Borel, der Neffe von Émile Borel,[1] besuchte die Schule in Genf sowie mehrere Privatschulen. Er studierte ab 1942 an der ETH Zürich Mathematik und Physik, insbesondere bei den Topologen Heinz Hopf und Eduard Stiefel, mit dem Diplom bei Stiefel 1947. Das Studium wurde vom Militärdienst unterbrochen. 1947 bis 1949 war er Assistent an der ETH. 1949/50 war er in Paris bei Henri Cartan und Jean Leray mit einem CNRS-Stipendium. Dort lernte er auch die Mitglieder des Bourbaki-Kreises und ihre Schüler kennen (Jean Dieudonné, Laurent Schwartz, Roger Godement, Pierre Samuel, Jacques Dixmier) und befreundete sich mit vielen davon, insbesondere Jean-Pierre Serre. Bald darauf wurde er selbst Mitglied von Bourbaki. Leray wurde der Doktorvater von Borel (Dissertation 1952 in Paris: Sur la cohomologie des espaces fibrés principaux et des espaces homogènes de groupes de Lie compacts). Dazwischen war er 1950 bis 1952 Lehrstuhlvertreter in Genf und hielt Vorlesungen an der ETH Zürich, die zu einem Buch über die Ideen Lerays in der Topologie führten (Cohomologie des espaces localement compacts, d’après J. Leray). Von Genf und Zürich reiste er häufig nach Paris. 1952 heiratete er Gabrielle («Gaby») Aline Pittet, mit der er zwei Töchter hatte.

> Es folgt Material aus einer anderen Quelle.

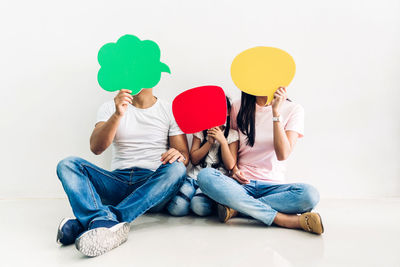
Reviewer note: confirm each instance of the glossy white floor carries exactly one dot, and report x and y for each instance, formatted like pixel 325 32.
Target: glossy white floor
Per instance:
pixel 358 233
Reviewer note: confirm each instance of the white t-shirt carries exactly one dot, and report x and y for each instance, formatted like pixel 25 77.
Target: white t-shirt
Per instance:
pixel 212 156
pixel 142 135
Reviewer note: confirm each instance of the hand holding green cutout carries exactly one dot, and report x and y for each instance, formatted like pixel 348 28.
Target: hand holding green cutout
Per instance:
pixel 130 64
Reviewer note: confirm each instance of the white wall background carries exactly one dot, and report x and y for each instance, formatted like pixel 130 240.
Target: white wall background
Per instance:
pixel 348 63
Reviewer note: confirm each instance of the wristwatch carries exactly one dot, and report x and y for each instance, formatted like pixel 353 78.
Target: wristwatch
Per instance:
pixel 279 118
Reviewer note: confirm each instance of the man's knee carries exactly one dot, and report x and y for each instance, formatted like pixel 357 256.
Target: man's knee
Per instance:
pixel 67 164
pixel 309 197
pixel 205 177
pixel 178 206
pixel 176 171
pixel 201 206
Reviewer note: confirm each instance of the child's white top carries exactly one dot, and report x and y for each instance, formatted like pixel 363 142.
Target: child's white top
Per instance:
pixel 212 156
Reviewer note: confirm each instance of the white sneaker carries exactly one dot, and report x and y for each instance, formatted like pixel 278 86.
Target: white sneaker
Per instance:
pixel 98 241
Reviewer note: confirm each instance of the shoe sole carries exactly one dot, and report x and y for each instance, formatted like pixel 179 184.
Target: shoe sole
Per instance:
pixel 222 215
pixel 100 240
pixel 322 225
pixel 59 230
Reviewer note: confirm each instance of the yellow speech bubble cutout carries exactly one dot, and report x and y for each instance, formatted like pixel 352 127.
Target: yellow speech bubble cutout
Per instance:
pixel 261 70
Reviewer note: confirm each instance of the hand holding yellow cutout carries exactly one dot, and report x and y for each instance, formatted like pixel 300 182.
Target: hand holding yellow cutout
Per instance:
pixel 261 70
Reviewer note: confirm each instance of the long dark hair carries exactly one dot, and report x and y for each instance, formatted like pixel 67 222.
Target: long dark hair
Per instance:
pixel 246 118
pixel 226 133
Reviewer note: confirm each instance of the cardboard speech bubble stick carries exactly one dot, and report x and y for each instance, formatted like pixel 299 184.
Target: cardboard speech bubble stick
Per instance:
pixel 200 108
pixel 261 70
pixel 130 63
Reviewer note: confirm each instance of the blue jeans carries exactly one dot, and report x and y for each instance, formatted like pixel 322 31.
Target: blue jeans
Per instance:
pixel 190 197
pixel 120 195
pixel 258 199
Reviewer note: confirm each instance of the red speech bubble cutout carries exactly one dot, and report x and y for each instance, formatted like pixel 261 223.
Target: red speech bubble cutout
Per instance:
pixel 200 108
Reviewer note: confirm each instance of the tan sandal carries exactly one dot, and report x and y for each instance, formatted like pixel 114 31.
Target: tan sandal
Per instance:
pixel 225 213
pixel 311 222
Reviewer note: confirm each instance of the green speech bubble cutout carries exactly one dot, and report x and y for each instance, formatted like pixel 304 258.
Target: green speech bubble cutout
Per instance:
pixel 130 64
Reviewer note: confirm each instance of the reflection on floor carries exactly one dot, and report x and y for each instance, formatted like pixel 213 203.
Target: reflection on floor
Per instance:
pixel 358 233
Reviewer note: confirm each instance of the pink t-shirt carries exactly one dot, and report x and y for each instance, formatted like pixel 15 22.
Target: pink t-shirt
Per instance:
pixel 259 162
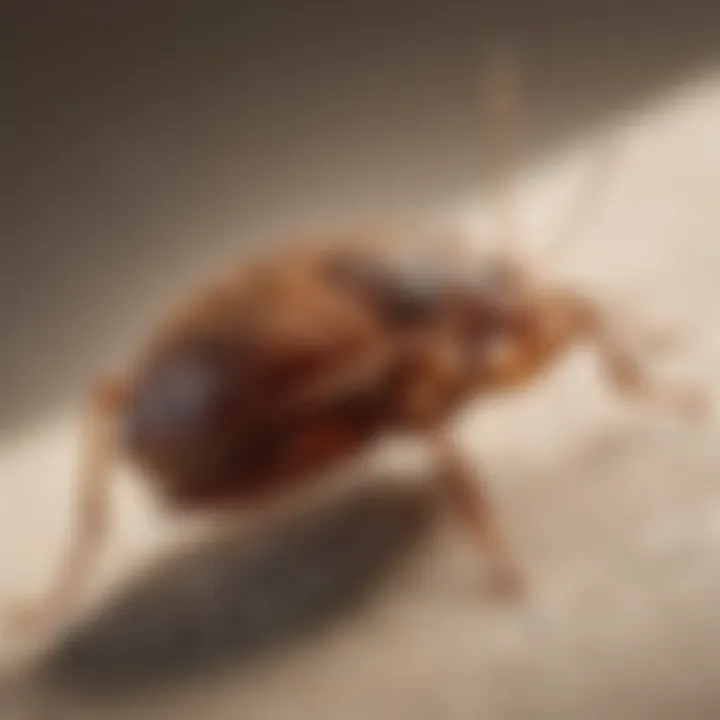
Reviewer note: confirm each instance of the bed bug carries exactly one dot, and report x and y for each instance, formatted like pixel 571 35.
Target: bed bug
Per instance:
pixel 304 356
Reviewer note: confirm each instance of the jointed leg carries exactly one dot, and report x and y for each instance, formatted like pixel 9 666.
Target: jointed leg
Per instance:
pixel 622 368
pixel 470 503
pixel 93 511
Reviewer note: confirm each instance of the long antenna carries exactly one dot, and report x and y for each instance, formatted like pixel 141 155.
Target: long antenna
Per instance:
pixel 501 106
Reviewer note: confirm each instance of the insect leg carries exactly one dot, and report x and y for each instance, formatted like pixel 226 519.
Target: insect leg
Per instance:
pixel 92 511
pixel 624 371
pixel 501 98
pixel 470 502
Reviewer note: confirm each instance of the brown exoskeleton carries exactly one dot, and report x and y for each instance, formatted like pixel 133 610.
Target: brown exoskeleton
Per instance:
pixel 303 357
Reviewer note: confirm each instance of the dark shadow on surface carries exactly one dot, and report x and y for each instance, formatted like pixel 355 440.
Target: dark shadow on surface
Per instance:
pixel 144 143
pixel 229 601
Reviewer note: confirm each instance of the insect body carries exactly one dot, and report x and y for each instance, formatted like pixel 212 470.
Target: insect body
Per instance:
pixel 304 357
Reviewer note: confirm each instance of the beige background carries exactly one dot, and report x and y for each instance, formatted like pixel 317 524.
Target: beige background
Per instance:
pixel 614 510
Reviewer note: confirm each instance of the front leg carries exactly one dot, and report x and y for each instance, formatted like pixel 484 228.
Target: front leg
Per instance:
pixel 469 499
pixel 626 373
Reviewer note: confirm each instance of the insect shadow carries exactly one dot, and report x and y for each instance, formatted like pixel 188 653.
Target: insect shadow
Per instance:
pixel 229 601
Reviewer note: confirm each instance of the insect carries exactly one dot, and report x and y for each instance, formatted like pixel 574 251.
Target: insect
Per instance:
pixel 305 355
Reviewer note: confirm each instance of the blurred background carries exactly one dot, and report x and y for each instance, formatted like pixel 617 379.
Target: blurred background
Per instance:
pixel 147 144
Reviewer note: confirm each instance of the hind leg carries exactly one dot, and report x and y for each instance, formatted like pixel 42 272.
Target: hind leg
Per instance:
pixel 93 513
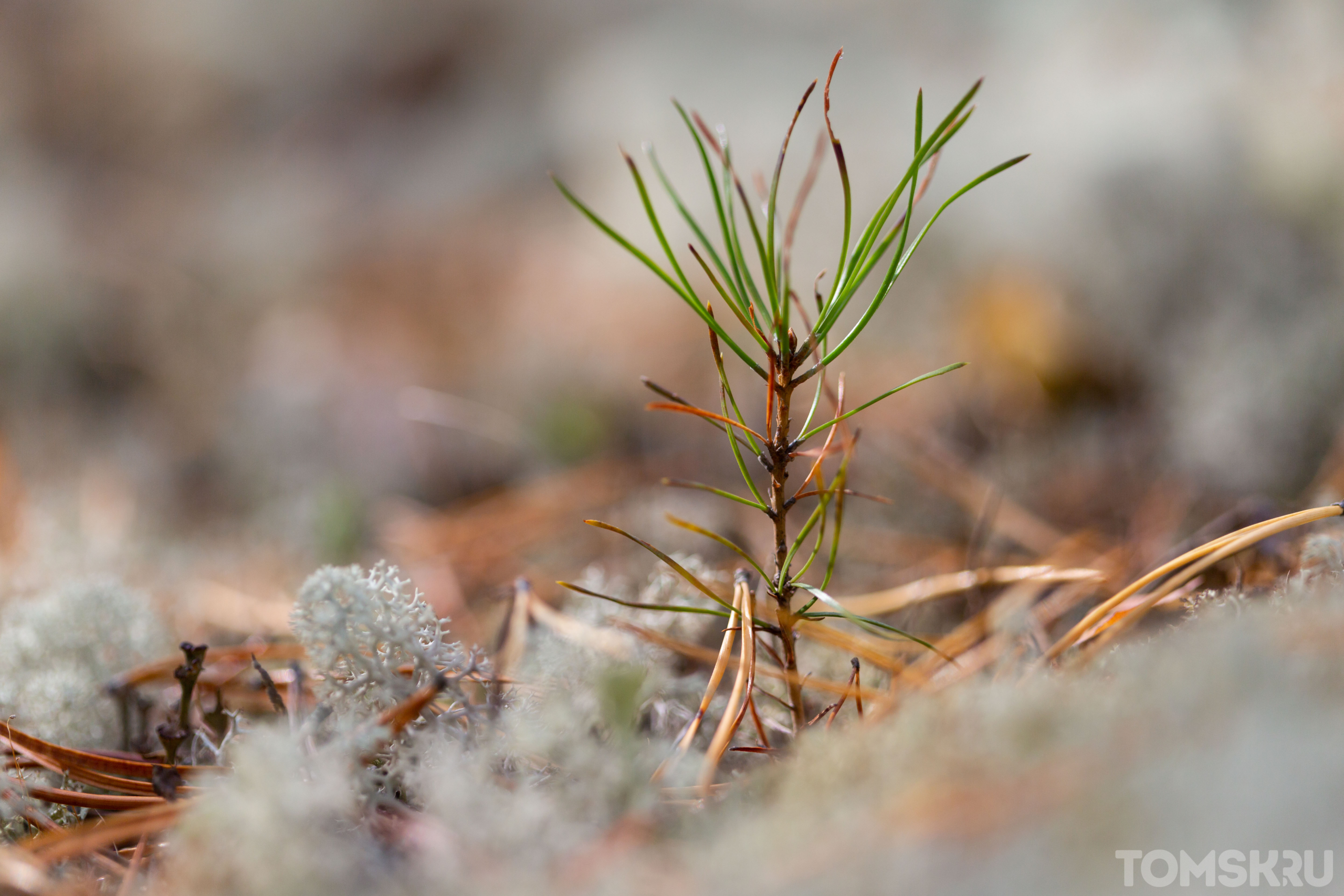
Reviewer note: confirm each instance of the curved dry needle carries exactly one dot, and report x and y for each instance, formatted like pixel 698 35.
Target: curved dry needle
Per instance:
pixel 716 536
pixel 680 570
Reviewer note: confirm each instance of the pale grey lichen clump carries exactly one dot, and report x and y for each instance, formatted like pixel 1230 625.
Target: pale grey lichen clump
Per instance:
pixel 1221 734
pixel 362 629
pixel 58 650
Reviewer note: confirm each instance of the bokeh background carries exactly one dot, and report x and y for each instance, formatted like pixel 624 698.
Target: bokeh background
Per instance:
pixel 284 284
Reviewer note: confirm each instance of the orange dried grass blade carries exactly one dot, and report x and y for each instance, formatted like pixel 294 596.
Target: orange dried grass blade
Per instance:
pixel 736 707
pixel 709 657
pixel 1273 527
pixel 581 633
pixel 78 840
pixel 78 760
pixel 136 858
pixel 721 664
pixel 1218 549
pixel 872 649
pixel 102 803
pixel 697 412
pixel 949 583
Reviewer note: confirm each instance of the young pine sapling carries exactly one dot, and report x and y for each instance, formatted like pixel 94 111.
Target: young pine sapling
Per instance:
pixel 753 280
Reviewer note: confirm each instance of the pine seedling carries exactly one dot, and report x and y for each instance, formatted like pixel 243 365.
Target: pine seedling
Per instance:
pixel 748 262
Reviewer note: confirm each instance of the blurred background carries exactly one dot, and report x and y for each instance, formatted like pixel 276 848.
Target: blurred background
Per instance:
pixel 286 284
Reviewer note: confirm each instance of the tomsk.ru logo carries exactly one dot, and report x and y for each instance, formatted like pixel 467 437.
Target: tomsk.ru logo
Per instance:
pixel 1159 868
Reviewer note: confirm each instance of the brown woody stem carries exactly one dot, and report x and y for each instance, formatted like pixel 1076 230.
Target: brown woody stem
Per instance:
pixel 779 449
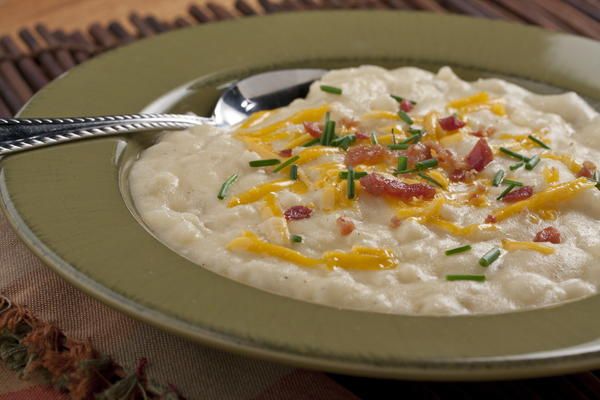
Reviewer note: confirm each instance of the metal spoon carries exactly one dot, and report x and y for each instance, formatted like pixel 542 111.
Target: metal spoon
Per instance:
pixel 263 91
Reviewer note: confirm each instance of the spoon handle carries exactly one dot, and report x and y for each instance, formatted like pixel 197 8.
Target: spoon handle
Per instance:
pixel 19 134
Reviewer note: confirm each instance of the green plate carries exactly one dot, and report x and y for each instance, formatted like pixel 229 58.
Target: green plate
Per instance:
pixel 70 205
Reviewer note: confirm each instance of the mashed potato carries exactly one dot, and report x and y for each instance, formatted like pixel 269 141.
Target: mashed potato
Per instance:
pixel 353 196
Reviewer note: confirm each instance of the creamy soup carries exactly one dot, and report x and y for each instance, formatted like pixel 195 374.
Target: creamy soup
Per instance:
pixel 399 191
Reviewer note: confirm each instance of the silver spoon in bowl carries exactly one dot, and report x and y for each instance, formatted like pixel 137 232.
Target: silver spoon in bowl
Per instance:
pixel 258 92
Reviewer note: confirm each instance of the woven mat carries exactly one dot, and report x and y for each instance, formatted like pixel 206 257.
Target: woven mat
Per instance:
pixel 38 55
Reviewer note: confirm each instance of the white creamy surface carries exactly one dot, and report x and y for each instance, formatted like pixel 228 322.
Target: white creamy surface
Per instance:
pixel 175 183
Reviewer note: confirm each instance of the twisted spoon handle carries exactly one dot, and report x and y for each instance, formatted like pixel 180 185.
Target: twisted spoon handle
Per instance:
pixel 19 134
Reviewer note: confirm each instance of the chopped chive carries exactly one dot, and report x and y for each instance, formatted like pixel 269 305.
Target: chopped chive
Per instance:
pixel 513 154
pixel 350 183
pixel 475 278
pixel 430 179
pixel 286 163
pixel 264 163
pixel 374 138
pixel 331 89
pixel 516 166
pixel 426 164
pixel 357 174
pixel 539 142
pixel 405 117
pixel 458 250
pixel 312 142
pixel 532 162
pixel 225 187
pixel 402 163
pixel 297 239
pixel 506 191
pixel 489 257
pixel 498 178
pixel 412 139
pixel 398 146
pixel 511 182
pixel 400 99
pixel 294 172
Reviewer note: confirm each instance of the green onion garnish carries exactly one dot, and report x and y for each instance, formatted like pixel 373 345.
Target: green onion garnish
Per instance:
pixel 331 89
pixel 476 278
pixel 489 257
pixel 458 250
pixel 431 163
pixel 264 163
pixel 287 162
pixel 511 182
pixel 532 162
pixel 405 117
pixel 398 146
pixel 402 163
pixel 498 178
pixel 294 172
pixel 539 142
pixel 513 154
pixel 374 138
pixel 357 174
pixel 225 186
pixel 350 182
pixel 506 191
pixel 312 142
pixel 516 166
pixel 430 179
pixel 400 99
pixel 296 239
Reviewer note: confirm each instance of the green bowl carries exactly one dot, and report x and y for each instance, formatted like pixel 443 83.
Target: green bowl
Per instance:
pixel 70 203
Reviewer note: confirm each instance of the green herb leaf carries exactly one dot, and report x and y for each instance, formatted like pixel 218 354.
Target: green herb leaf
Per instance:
pixel 225 187
pixel 264 163
pixel 538 142
pixel 294 172
pixel 331 89
pixel 458 250
pixel 513 154
pixel 498 178
pixel 287 162
pixel 426 164
pixel 475 278
pixel 489 257
pixel 532 162
pixel 405 117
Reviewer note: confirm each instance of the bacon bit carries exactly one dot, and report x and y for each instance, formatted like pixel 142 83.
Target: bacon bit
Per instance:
pixel 379 185
pixel 368 154
pixel 451 123
pixel 487 132
pixel 395 222
pixel 345 225
pixel 549 234
pixel 417 152
pixel 406 105
pixel 522 193
pixel 480 156
pixel 297 212
pixel 587 170
pixel 349 123
pixel 286 153
pixel 361 135
pixel 314 129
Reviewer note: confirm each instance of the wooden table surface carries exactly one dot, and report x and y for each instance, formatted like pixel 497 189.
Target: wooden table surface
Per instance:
pixel 79 14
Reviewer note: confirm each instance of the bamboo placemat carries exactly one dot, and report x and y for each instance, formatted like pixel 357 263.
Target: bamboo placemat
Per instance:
pixel 40 54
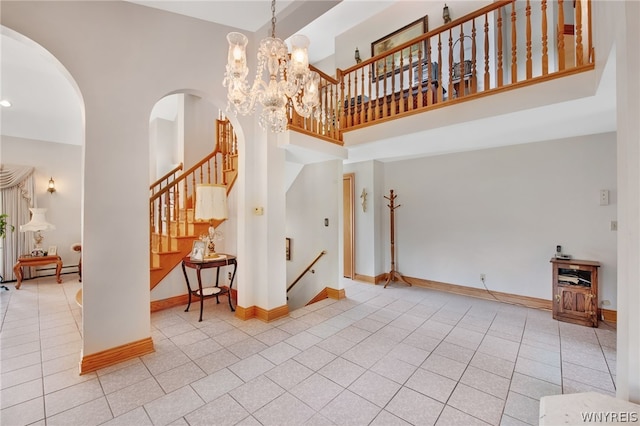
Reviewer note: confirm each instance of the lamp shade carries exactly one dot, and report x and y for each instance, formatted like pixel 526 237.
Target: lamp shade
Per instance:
pixel 211 202
pixel 38 221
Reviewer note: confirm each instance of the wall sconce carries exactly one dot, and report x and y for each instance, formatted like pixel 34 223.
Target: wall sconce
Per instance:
pixel 52 186
pixel 445 14
pixel 364 199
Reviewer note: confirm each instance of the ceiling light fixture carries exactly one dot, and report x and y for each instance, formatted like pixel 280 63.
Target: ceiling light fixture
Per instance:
pixel 290 81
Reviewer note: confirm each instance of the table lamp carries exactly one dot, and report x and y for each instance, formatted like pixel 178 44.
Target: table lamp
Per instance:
pixel 37 223
pixel 211 204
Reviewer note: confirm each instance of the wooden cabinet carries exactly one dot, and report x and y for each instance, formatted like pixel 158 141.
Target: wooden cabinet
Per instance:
pixel 575 291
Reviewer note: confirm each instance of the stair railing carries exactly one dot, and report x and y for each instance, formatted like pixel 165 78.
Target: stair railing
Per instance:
pixel 322 253
pixel 505 45
pixel 169 177
pixel 169 207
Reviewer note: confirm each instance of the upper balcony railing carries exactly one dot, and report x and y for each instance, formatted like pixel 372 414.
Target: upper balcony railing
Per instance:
pixel 505 45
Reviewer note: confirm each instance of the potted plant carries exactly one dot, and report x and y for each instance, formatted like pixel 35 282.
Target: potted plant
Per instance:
pixel 4 225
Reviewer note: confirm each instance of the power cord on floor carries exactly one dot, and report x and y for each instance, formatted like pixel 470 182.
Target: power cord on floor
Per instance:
pixel 484 284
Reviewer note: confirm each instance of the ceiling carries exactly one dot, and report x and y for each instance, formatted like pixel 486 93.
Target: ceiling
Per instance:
pixel 41 92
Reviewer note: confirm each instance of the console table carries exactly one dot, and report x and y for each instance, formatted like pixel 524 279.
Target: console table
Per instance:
pixel 31 261
pixel 212 291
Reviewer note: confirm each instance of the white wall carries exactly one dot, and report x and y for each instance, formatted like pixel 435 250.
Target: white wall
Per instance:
pixel 368 225
pixel 391 19
pixel 315 195
pixel 501 212
pixel 63 163
pixel 124 57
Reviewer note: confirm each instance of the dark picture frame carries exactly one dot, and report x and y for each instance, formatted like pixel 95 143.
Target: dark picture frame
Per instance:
pixel 396 38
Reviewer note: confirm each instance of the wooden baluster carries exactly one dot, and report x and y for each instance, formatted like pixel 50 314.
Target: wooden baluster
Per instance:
pixel 342 100
pixel 473 57
pixel 356 104
pixel 461 67
pixel 514 45
pixel 440 88
pixel 529 64
pixel 579 47
pixel 393 87
pixel 370 113
pixel 402 108
pixel 545 47
pixel 152 224
pixel 487 79
pixel 561 58
pixel 450 64
pixel 185 184
pixel 385 102
pixel 362 101
pixel 331 123
pixel 430 82
pixel 417 70
pixel 500 70
pixel 175 195
pixel 377 113
pixel 348 102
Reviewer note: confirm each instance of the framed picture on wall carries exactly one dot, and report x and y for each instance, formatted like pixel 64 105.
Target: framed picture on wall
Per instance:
pixel 197 251
pixel 391 63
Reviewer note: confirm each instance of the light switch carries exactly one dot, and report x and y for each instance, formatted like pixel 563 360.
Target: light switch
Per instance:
pixel 604 197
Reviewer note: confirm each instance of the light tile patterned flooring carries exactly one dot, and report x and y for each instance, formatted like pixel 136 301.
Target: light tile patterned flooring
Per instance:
pixel 394 356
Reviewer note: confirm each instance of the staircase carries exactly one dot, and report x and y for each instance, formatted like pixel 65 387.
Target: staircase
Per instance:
pixel 171 215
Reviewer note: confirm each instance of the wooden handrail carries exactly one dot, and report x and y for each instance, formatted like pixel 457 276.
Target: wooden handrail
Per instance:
pixel 489 50
pixel 166 177
pixel 168 207
pixel 322 253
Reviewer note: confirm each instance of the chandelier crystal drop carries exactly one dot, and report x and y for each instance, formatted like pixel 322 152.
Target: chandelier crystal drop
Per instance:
pixel 290 81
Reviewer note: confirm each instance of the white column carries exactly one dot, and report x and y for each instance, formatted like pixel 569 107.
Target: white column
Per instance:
pixel 628 111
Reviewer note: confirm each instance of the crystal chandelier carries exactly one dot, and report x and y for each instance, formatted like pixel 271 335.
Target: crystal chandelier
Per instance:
pixel 290 80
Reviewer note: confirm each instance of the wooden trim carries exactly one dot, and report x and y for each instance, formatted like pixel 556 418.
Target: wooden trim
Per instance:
pixel 380 278
pixel 245 313
pixel 481 293
pixel 609 315
pixel 318 297
pixel 364 279
pixel 158 305
pixel 337 294
pixel 115 355
pixel 261 314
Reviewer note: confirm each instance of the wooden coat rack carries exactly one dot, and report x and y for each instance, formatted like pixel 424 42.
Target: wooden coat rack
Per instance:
pixel 393 275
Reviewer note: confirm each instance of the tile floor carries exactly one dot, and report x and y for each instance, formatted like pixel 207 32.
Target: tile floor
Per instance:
pixel 394 356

1952 bis 1954 war er am Institute for Advanced Study in Princeton, wo er u. a. mit Friedrich Hirzebruch zusammenarbeitete. 1954 studierte er an der University of Chicago bei André Weil, von dem er vor allem algebraische Geometrie und Zahlentheorie lernte, und 1955 bis 1957 arbeitete er als Professor an der ETH Zürich. Von 1957 bis 1993 war er Professor am Institute for Advanced Study in Princeton. Daneben war er 1983–1986 Professor an der ETH und zusammen mit Jürgen Moser 1984 bis 1986 Direktor des dortigen Forschungsinstituts für Mathematik und hatte ausserdem zahlreiche Gastprofessuren, z. B. in Indien am Tata Institute of Fundamental Research in Bombay (1961, 1983, 1990) und in Hongkong 1999 bis 2001. Er reiste viel und hatte Wohnsitze sowohl in Princeton als auch am Genfersee.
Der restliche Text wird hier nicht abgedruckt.